Perjanjian penting mengatur perdagangan senjata global mulai berlaku Rabu (24/12), sebuah kemajuan yang disambut PBB dan para aktivis untuk mencegah penjualan senjata kepada diktator, teroris dan pelanggar HAM. Pada saat perjanjian tersebut disahkan hampir dua tahun lalu, Indonesia abstain.

Sekretaris-Jendral PBB Ban Ki-moon mengatakan perjanjian itu – yang mulai berlaku kurang dari dua tahun sejak disahkan oleh Majelis Umum PBB – mencerminkan komitmen negara, organisasi internasional dan masyarakat madani untuk “menghentikan penjualan senjata secara tidak bertanggungjawab.”

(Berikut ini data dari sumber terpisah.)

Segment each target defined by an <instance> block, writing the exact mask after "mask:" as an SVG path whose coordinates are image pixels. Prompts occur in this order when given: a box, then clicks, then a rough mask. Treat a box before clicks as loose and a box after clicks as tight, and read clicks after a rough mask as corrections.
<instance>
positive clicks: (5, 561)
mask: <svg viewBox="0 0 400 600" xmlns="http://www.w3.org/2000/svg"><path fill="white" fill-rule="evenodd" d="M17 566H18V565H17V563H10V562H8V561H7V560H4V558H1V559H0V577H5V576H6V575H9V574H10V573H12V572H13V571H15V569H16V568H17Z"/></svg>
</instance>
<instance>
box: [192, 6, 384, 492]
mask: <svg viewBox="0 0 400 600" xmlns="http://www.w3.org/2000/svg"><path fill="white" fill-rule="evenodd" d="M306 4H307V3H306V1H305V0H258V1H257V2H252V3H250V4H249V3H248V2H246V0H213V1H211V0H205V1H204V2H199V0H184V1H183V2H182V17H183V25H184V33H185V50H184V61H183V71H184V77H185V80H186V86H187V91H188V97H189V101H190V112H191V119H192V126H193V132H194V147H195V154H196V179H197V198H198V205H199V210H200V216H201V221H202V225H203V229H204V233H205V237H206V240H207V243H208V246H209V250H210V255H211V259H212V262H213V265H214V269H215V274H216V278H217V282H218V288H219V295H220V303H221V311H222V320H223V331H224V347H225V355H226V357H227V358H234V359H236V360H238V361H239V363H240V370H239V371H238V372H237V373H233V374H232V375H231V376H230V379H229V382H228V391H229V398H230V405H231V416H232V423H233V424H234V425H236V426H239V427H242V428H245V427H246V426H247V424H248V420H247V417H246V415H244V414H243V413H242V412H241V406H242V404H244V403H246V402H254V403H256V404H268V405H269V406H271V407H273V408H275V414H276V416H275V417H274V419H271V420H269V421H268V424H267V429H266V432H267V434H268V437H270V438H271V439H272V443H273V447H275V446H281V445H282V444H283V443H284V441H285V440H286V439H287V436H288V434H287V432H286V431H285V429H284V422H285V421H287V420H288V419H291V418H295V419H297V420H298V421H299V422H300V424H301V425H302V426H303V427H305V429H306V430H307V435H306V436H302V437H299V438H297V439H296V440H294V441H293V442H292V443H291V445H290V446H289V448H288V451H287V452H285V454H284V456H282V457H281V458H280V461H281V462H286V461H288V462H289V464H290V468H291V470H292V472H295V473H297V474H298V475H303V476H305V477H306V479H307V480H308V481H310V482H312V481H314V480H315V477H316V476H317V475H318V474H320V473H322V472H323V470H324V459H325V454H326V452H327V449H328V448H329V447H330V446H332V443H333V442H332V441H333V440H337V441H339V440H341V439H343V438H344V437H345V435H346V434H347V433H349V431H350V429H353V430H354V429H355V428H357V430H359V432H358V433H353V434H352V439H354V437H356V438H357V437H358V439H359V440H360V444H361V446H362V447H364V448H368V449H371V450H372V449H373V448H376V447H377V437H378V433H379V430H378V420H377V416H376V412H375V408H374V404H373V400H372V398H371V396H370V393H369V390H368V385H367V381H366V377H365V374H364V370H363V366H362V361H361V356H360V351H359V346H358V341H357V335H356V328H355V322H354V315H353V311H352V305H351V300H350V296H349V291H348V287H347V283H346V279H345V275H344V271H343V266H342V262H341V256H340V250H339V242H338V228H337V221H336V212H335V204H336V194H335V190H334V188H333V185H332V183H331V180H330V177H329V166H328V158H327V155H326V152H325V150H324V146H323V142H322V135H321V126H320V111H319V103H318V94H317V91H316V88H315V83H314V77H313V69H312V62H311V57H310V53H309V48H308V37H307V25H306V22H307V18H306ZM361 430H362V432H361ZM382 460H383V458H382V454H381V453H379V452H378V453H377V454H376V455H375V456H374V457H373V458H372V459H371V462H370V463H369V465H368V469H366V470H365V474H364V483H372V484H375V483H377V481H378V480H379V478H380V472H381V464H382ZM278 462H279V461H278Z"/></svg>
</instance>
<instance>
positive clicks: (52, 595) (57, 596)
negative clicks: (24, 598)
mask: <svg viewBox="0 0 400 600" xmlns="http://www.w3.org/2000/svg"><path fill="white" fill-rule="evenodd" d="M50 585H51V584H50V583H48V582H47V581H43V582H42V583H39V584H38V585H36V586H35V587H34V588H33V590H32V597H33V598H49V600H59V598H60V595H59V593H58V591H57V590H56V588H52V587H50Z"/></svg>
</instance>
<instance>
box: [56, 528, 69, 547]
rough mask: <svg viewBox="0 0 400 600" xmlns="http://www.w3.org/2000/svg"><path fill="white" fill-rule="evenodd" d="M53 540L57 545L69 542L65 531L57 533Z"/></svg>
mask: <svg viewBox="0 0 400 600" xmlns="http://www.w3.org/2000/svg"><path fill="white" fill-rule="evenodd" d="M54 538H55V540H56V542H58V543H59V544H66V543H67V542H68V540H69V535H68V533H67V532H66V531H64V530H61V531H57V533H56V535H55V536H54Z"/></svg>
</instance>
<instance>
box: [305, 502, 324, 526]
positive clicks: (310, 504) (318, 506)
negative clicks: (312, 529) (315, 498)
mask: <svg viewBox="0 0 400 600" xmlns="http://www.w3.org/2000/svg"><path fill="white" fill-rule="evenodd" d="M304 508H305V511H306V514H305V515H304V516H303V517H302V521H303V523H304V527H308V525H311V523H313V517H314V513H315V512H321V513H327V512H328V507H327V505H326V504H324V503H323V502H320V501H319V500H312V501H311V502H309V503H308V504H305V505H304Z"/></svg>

Perjanjian itu mewajibkan semua negara yang telah meratifikasinya untuk membentuk peraturan nasional yang mengawasi perdagangan senjata konvensional dan komponennya serta mengatur para makelar senjata. Perjanjian itu tidak mengatur penggunaan senjata secara domestik di sebuah negara.

Sejumlah 60 negara telah meratifikasi perjanjian itu dan 68 lainnya, termasuk Amerika, telah menandatanganinya.

Indonesia abstain dalam voting atas perjanjian itu karena ada ketentuan yang bertentangan dengan UU industri pertahanan. UU itu mengatakan Indonesia hanya boleh membeli senjata dari eksportir yang bisa menjamin tidak akan ada embargo berdasarkan situasi politik pada masa tertentu ataupun pembatasan tentang penggunaan senjata itu.

Berdasarkan perjanjian PBB itu, eksportir senjata bertanggungjawab mengkaji catatan HAM negara importir.

Eksportir senjata utama dunia seperti China dan Rusia juga abstain.